People ask me questions. No surprise - that is what a consultant does for a living. However, some of those questions have been asked again and again. Therefore some of the more common questions (and answers) will be listed here. As time allows, or as interest is shown, this list will be extended, and perhaps some of the topics will be expanded into articles or papers.
If you would like to ask a question, or disagree with my opinions and answers, please share your ideas by writing to Charlie@Plesums.com
Many people worry about how users will hate the work management system. Although there will be people who dislike any change, overall the end users like the technology, especially in an environment open to change. Users are given the best item to handle when they request work. No pressure to choose the best item, or criticism for choosing the wrong item, or pressure to handle several things at once. They know that they are doing the most important item at any time. They get work they are qualified to handle, and can normally complete the work. They know the system will record their productivity, so that they will receive proper recognition.
Managers may not be as open to a work management system as their users. Many managers have built their careers on reviewing all the work and assigning it. Now this is done automatically, and they can concentrate on coaching their employees and handling problem cases, rather than the simple routine task. And the span of control may be come larger - in one company workflow allowed managers to supervise 20 people rather than 8, thus reducing the number of managers or increasing their apparent workload.
Some organizations want to start with a small work group to try the technology. But the best solution for a small workgroup may be a filing cabinet for the documents and a clerk to keep track of the work. Far simpler than a work management system.
I normally recommend starting with the most important mission-critical application in the organization. It will justify the cost of implementing the system. It will get the management attention and support required. And it will create the benefits that make it worthwhile. That doesn't mean that everyone starts using it the first day - but as long as it meets expectations along the way, it means that the project isn't done (and the benefits aren't counted) until the major benefits expected are there for this major application.
A pixel is a picture element - the tiny part of a picture that can be described as a single value. Many people think of it as a dot, but it is usually a square, like looking through one hole in a screen door. The key is that the hole must be small enough that you can consider what you see through that hole as all one solid color. It could be pure black or pure white - as is common in office documents, fax, and microfilm. It could be a shade of gray (part of a "black and white" picture). Or it could be a color.
As a picture (perhaps a document or photograph) is broken into the tiny square pixels, a large number of pixels are required to accurately reproduce the original. The larger number of pixels (thus the smaller each pixel is) the more accurate the digital copy. The resolution is normally measured in terms of pixels per inch horizontally, and pixels per inch vertically. Often the numbers are the same, but they don't have to be - they are not in a standard fax.

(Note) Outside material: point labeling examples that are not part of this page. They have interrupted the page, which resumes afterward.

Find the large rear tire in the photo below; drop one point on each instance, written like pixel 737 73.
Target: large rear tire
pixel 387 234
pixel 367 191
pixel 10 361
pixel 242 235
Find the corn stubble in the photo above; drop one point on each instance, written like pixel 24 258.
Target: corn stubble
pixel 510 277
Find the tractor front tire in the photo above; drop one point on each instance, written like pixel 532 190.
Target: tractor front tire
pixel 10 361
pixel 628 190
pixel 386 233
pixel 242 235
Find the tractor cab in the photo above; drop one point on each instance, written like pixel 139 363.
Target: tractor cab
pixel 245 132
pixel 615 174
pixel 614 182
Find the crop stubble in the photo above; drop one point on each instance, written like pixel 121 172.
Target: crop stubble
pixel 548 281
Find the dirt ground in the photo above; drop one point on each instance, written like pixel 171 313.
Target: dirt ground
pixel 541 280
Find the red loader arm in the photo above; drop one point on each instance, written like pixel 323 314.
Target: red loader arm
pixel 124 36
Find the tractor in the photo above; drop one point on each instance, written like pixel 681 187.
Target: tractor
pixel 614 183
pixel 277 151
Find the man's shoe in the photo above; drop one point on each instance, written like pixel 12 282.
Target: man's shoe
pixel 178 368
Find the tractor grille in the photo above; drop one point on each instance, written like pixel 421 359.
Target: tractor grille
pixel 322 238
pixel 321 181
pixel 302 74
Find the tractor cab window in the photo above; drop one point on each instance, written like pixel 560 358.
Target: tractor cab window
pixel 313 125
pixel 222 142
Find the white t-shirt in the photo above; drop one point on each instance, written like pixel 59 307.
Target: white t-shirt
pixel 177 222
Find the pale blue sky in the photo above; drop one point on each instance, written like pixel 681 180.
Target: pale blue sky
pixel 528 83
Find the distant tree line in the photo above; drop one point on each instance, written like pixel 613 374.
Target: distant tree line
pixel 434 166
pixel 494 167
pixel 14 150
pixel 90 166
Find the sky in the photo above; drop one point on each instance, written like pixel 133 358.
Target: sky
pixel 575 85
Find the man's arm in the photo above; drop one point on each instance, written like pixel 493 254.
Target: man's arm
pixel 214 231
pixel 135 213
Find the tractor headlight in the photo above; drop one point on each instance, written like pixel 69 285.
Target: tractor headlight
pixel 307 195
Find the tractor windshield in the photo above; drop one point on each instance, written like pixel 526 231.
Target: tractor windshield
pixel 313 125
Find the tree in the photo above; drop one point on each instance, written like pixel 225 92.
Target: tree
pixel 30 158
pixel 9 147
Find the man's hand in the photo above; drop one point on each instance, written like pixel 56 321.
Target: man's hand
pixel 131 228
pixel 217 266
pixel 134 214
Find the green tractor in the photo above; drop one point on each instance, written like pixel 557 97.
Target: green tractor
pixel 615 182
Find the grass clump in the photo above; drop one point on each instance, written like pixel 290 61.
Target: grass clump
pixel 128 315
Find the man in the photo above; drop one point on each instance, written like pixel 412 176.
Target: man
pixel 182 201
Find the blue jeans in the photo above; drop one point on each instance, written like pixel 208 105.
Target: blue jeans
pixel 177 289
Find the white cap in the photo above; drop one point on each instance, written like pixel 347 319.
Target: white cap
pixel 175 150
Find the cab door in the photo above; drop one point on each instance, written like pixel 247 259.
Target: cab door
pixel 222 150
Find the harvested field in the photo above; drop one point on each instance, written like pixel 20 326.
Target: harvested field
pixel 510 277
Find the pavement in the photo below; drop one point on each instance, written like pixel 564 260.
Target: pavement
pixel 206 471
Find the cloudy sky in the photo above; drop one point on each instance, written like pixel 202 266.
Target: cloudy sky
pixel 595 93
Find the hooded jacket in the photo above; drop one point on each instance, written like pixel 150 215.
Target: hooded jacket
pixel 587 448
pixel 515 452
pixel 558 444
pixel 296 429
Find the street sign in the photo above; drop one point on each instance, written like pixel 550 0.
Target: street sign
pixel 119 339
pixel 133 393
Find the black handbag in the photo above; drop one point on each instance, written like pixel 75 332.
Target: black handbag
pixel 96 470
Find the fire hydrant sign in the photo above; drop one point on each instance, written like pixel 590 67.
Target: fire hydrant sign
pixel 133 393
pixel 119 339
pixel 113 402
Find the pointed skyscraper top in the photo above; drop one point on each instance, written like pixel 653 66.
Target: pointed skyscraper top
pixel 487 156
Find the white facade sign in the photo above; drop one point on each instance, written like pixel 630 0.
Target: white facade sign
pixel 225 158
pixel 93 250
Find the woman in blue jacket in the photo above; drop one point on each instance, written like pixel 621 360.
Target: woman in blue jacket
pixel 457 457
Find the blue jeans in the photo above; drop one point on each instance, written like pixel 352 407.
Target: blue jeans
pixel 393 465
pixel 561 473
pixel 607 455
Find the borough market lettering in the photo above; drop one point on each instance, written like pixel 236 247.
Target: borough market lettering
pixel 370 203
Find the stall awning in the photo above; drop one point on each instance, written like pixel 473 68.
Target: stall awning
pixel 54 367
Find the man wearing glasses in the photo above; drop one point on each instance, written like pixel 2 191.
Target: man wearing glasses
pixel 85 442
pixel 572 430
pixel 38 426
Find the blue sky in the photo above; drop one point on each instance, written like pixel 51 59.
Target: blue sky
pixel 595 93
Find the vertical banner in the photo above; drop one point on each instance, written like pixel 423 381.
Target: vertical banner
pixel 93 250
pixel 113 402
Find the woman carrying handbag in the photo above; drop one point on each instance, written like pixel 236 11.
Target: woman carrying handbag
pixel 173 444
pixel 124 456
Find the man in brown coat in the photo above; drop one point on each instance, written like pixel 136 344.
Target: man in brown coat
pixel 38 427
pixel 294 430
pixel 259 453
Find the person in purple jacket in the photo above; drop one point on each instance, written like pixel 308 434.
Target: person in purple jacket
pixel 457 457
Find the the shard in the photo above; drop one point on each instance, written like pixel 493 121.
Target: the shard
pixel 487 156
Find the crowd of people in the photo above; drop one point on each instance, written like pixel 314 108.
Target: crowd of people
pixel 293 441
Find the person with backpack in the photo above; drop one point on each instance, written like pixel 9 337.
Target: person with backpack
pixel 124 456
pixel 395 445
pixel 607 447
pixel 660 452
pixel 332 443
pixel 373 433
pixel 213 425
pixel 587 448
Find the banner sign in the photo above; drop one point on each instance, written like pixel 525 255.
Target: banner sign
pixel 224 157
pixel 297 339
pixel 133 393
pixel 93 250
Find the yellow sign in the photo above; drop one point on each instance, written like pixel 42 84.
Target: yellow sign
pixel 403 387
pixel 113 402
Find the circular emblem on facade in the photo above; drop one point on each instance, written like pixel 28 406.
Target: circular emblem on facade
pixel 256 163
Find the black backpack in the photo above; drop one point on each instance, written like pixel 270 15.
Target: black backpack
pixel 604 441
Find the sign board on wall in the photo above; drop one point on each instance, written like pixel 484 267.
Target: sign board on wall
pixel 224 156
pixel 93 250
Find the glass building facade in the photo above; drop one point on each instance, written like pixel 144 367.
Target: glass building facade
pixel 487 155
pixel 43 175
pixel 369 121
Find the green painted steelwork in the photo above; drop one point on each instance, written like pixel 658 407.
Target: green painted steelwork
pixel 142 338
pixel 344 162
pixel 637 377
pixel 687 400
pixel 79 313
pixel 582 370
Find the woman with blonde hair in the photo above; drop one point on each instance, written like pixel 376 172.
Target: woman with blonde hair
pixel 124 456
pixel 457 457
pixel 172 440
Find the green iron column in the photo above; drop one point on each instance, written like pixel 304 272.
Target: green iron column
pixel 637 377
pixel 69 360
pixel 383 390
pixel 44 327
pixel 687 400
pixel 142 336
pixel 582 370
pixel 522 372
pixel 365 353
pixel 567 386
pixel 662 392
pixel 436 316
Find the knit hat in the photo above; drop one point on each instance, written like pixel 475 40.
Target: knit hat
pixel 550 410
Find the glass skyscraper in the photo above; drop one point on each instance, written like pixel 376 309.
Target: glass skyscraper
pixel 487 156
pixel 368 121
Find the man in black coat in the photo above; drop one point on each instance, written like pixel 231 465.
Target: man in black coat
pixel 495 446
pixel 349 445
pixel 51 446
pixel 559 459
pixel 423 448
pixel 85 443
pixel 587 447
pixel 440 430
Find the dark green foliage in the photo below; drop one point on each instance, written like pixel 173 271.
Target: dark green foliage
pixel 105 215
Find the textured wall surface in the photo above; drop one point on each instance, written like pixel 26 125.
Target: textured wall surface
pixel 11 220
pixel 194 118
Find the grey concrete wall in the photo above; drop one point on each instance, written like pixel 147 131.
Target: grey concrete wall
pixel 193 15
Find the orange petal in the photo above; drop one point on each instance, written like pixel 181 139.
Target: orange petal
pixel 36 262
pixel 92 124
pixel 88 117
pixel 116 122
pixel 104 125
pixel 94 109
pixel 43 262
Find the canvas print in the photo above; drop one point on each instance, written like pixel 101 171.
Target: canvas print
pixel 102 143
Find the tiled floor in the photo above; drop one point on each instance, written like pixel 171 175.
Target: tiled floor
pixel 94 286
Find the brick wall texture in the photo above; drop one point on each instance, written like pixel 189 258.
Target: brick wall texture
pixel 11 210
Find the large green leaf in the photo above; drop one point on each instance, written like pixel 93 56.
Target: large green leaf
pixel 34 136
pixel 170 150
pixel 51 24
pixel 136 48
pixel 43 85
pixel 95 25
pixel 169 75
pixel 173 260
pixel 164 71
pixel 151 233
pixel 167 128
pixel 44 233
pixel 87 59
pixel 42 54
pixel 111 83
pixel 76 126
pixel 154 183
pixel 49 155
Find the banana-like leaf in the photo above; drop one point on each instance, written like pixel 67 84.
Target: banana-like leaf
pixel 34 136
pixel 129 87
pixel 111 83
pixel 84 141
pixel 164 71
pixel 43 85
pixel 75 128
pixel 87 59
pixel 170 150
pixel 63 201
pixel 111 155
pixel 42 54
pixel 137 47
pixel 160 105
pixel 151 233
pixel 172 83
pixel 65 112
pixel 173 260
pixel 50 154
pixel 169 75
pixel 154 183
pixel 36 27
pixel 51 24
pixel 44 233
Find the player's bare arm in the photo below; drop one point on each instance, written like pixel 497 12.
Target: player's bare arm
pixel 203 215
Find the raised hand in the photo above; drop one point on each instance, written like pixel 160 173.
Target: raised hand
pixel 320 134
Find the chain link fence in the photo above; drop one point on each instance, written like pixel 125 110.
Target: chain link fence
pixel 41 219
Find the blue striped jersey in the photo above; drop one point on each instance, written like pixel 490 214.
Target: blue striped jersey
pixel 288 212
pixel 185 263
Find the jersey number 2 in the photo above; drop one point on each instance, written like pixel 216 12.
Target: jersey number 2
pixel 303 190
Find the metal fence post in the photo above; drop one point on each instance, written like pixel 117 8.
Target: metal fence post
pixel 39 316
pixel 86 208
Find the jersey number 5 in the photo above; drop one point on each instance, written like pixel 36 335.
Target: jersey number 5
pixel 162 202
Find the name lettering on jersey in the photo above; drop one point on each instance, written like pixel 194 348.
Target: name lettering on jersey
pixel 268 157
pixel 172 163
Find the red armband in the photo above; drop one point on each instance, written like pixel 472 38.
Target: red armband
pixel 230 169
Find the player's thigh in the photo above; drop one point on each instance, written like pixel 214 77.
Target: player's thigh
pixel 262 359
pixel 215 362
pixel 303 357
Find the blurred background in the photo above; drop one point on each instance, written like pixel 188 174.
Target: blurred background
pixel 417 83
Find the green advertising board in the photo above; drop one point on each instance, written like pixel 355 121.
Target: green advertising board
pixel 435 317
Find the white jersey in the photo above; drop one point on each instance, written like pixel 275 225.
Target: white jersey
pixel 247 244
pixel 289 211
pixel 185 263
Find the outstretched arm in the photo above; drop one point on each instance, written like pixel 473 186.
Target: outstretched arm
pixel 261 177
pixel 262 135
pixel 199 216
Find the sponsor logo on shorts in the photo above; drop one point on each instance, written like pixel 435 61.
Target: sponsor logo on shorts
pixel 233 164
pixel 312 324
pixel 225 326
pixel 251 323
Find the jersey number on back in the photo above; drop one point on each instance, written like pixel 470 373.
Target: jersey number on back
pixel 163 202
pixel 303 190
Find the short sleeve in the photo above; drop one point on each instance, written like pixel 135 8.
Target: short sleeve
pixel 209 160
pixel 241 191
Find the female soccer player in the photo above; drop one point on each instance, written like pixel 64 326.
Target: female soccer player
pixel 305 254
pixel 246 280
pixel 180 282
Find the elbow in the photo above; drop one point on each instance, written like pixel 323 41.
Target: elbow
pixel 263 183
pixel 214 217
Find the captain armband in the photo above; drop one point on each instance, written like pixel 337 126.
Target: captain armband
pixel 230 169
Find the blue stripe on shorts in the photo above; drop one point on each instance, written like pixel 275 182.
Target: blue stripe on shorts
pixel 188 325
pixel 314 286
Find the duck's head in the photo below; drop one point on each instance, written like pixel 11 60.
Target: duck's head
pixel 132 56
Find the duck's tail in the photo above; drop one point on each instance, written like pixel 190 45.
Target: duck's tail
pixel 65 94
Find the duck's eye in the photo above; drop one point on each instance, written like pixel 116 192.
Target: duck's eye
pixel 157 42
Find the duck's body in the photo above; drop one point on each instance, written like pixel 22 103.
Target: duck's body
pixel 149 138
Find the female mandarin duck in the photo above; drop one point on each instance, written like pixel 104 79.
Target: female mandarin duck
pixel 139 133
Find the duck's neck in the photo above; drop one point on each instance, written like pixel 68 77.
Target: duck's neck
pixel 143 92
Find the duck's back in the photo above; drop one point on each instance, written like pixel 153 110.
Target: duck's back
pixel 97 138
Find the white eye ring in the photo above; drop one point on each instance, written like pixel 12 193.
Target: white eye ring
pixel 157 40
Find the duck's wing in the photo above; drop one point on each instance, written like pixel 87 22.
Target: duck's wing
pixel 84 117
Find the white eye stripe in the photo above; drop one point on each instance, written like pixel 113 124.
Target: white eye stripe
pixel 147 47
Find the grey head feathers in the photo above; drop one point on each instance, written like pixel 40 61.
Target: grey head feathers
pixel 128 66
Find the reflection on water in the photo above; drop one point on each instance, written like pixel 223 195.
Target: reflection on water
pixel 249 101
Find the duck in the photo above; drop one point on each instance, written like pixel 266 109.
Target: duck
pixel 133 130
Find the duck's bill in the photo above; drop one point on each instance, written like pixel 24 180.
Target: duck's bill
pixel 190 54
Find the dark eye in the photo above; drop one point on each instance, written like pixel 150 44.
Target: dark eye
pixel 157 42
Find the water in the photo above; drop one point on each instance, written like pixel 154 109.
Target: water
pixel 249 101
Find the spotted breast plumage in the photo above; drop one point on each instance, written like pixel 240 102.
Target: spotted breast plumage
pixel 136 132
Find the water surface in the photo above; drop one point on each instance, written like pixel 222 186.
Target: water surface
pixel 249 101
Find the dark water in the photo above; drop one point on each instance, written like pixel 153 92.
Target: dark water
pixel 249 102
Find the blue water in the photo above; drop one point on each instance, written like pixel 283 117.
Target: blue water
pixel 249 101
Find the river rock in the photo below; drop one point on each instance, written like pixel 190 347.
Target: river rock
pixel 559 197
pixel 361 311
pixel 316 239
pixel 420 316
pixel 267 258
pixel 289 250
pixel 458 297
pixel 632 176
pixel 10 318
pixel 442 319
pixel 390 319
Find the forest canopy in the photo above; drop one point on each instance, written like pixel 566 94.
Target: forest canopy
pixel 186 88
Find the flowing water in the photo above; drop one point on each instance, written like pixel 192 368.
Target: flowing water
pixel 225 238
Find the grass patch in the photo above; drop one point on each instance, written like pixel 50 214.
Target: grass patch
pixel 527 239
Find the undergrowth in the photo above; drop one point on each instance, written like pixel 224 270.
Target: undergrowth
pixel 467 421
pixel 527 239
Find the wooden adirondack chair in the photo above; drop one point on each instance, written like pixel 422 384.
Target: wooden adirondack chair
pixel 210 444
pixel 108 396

Normal office documents have print as fine as about 6 point type, so need lots of pixels (high resolution) make an accurate picture of the original document. In practice, this requires at least 200 pixels per inch (about 8 pixels per millimeter). A letter size sheet of paper is 8 1/2 inches wide. With 200 pixels per inch, there are 8.5 times 200 = 1700 pixels across a page. Likewise, at 11 inches high, there are 2,200 pixels vertically on a page. At 200 pixels per inch resolution in each direction (called 200 by 200), if we take a picture of the whole page at once, we have 1700 x 2200 = 3,740,000 pixels.
If we consider a photographic snapshot, the picture of the car, person, or mountains, doesn't have detail as fine as 6 point type. In fact snapshots were traditionally 3.5 by 5 inches. The pictures in that snapshot are similar to pictures on a TV, which roughly has a resolution of 640 by 480 pixels. Therefore a reasonable photograph can be reasonably represented with 640 times 480 = 307,200 pixels. In terms of the snapshot, this is a resolution of just under 150 pixels per inch.
If a snapshot or TV picture can be represented in 300,000 pixels, why do people buy digital cameras with millions of pixels?
When we went to the store to get our pictures we normally bought 3.5 x 5 inch snapshots. Since we have color printers at home, we now often print 8.5 x 11 inches. But we look at the paper just as closely, so still need 150 pixels per inch. Now our photos require 8.5 x 150 x 11 x 150 or 2.1 million pixels, not just 300,000 or so. And what if we want to trim off some of the "blank" space around the masterpiece? If we only trim 10% off each side, we need to start with over 3 million pixels if we want to have 2.1 million left for a "fill page" picture. And if we just want to select one person out of the middle of the group, we better either start with a lot more than 3 million pixels, or be happy with a picture that is a lot smaller than a full page.
Do your friends a favor. If you are showing your snapshots on the web or as e-mail attachments, where they will be viewed on a computer screen (or actually just part of a computer screen), reduce the resolution before sending the picture - better that you reduce it before it is sent, than having the recipient reduce the large file so that it can be displayed. A good starting point is 300 pixels high (which is often about 450 pixels wide), for a total of 135,000 pixels. Pictures that were in files from 60,000 to 2,000,000 bytes or more, will not only require about 25,000 to 30,000 bytes, which makes them download much faster. Unless your friends were planning to print a mural, they will thank you.